Мне повезло, я попадаю в хорошие антрепризы, не халтурные. Об этом направлении в театре говорят много плохого, но лично я довольна. У меня антреприза высшего качества. Наш директор и продюсер Наташа Колесник о нас – актерах – заботится, как о детях. Я получаю прекрасные роли, которые ни в кино, ни в «Александринке» давно не предлагают. И даже если критики ругают – как, например, пьесу Лабазерова «Семейный портрет с неизвестным» – мне эта работа доставляет удовольствие. Что уж говорить о таком подарке судьбы, как спектакль Тростянецкого «О вы, которые любили»! Или о работе с Александром Белинским в оперетте «Судьба-индейка» по пьесе Островского «Волки и овцы»! Там я играла Анфусу, пела, танцевала, и это был настоящий праздник.
– Вы следите за людьми? Наблюдаете за интересными типажами? Есть у вас своя «копилка» характеров?
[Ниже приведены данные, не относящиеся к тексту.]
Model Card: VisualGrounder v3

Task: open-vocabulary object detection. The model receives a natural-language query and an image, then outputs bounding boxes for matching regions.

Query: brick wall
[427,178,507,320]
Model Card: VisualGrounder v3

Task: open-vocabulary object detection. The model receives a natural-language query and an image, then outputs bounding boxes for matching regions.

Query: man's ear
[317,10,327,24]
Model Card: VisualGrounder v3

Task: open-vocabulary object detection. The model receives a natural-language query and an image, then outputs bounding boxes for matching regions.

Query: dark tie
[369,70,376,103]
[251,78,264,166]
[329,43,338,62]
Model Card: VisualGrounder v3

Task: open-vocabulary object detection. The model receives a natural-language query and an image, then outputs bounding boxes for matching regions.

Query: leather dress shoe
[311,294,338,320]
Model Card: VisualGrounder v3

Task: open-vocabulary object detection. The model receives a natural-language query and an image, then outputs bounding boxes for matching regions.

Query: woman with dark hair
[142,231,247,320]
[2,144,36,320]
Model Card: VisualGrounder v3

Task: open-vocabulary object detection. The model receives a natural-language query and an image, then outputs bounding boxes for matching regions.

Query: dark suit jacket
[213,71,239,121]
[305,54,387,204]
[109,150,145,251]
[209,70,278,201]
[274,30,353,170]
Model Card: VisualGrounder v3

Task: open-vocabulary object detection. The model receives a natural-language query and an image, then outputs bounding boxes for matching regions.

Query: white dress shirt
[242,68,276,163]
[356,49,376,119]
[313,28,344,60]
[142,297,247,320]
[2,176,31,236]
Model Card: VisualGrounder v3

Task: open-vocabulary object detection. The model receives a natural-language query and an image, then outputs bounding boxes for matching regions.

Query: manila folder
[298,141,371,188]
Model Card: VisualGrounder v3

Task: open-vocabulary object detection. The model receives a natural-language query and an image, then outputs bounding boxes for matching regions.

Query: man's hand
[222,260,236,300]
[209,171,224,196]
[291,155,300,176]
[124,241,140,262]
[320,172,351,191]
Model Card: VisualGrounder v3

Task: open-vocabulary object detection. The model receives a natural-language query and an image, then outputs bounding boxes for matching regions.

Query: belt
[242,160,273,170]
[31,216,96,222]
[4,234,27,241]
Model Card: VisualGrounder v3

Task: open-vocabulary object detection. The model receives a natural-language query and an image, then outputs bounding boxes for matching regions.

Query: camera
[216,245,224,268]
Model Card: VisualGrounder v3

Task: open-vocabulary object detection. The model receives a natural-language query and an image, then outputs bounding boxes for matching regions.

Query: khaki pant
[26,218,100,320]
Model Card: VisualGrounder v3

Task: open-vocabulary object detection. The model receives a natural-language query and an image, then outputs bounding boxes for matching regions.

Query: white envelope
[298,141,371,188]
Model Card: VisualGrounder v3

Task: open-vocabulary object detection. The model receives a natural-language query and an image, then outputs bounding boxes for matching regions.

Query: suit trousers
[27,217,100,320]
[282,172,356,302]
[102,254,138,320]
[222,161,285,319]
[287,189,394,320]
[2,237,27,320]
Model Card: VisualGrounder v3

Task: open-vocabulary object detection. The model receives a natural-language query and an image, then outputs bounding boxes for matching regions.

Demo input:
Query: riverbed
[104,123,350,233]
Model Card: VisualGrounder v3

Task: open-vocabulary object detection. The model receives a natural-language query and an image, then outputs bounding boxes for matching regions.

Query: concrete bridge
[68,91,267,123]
– Специально не слежу, но иногда в том же метро глазом упрусь в кого-нибудь, оторваться не могу. Если бы я начала играть этого человека в кино, мне бы режиссер не поверил, что такое в жизни бывает! И я пытаюсь запомнить эти жесты, мимику… Однажды ехала в Москву, и в купе со мной оказался один дядька, который так чудесно храпел, что я не верила своим ушам: «Ого, ого… Хо-хо-хо-хо… Ого-ого!» Пыталась запомнить – слушала, повторяла за ним – хотела в спектакле «Женитьба» воспроизвести этот храп, но режиссер не разрешил.
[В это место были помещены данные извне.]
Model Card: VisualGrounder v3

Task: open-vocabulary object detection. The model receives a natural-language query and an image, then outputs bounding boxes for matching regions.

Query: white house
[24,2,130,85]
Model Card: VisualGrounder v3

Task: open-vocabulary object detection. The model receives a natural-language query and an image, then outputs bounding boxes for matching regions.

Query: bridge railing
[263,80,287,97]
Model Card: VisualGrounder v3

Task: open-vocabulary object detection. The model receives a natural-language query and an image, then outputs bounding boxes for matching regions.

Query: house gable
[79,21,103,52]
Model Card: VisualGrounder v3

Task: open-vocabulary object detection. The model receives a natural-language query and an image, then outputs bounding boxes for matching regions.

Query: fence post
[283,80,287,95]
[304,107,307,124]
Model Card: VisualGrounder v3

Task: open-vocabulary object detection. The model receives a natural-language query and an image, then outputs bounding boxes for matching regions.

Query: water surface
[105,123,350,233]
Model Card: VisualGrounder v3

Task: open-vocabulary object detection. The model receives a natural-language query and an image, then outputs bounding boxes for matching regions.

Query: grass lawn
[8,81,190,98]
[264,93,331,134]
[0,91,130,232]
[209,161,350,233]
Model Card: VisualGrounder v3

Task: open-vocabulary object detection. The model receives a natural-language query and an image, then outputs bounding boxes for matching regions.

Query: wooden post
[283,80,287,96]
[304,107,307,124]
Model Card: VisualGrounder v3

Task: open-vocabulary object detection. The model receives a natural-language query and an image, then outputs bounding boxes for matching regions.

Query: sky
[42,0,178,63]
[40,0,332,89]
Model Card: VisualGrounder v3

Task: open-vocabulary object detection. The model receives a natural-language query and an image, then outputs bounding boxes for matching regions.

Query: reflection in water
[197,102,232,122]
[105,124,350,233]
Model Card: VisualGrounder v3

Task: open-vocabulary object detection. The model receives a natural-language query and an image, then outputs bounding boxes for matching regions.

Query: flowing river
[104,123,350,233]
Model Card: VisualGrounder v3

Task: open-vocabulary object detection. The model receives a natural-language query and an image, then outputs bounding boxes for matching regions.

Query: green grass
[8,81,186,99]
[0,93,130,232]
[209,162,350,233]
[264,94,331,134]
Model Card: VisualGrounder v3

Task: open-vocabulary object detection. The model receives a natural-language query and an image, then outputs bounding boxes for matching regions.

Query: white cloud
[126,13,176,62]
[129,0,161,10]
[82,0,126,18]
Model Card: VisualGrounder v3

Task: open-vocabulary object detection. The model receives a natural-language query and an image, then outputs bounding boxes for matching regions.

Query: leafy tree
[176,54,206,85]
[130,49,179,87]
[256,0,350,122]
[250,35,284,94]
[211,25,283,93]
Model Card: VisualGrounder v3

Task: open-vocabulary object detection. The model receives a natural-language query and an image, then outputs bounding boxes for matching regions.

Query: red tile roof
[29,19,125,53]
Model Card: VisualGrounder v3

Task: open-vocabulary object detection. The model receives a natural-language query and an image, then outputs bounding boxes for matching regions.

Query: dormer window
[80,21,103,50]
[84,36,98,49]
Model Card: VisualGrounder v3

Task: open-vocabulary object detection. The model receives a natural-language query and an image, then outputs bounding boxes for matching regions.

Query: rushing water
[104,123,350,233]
Я даже когда свои монологи пишу, всегда надеваю какие-то детали костюма, слегка изменяю свою внешность, тогда текст рождается легче. Я начинаю мыслить от лица героини. Ту же бабку из спектакля «Любовь – не картошка…» я уже настолько хорошо знаю, что могу в этом образе много чего говорить и делать. Недавно я прошла кастинг на одном из телеканалов, где создается необычная программа: якобы люди из народа самых разных профессий и возрастов будут брать интервью у звезд и комментировать их выступления. Так вот я должна выступать от лица этой своей бабки. На пробах, например, я комментировала пикантные фотографии Анфисы Чеховой: сначала, будто бы они мне нравятся, а потом – ругала. Сама бы, от своего лица, я бы не справилась с этой задачей, а в образе я могу делать, что угодно!
– Кира Александровна, вы не отговаривали свою дочь от выбора актерской профессии?
– Все артисты страшно боятся за своих детей, оттаскивают их всеми силами от этой профессии, кричат: «Только через мой труп!» А я была бы счастлива, если бы это случилось. Но дочь состоялась в другой профессии. Теперь вот волнуюсь за внуков – как у них сложится жизнь? Когда внук был маленьким, мы ездили с ним в метро, он надевал страшную маску вурдалака, вставлял себе в курточку кинжал и смешил тем самым весь вагон. При этом он был страшно счастлив. «Неужели тебе не совестно? Что ты творишь?» – спрашивала я. «Ну, люди же смеются. И мне приятно», – отвечал он. Мы с ним, конечно, много дурачились.
– Существует ли жесткое разделение актеров на московских и питерских?
– Да. Москвичи страшно самоуверенные и важные. Считают, что в Питере артистов вообще нет. Москва – чудесный городок, более теплый, чем Питер, более домашний, купеческий. Но люди несимпатичные. У вас я ощущаю себя бедной, чужой, одинокой.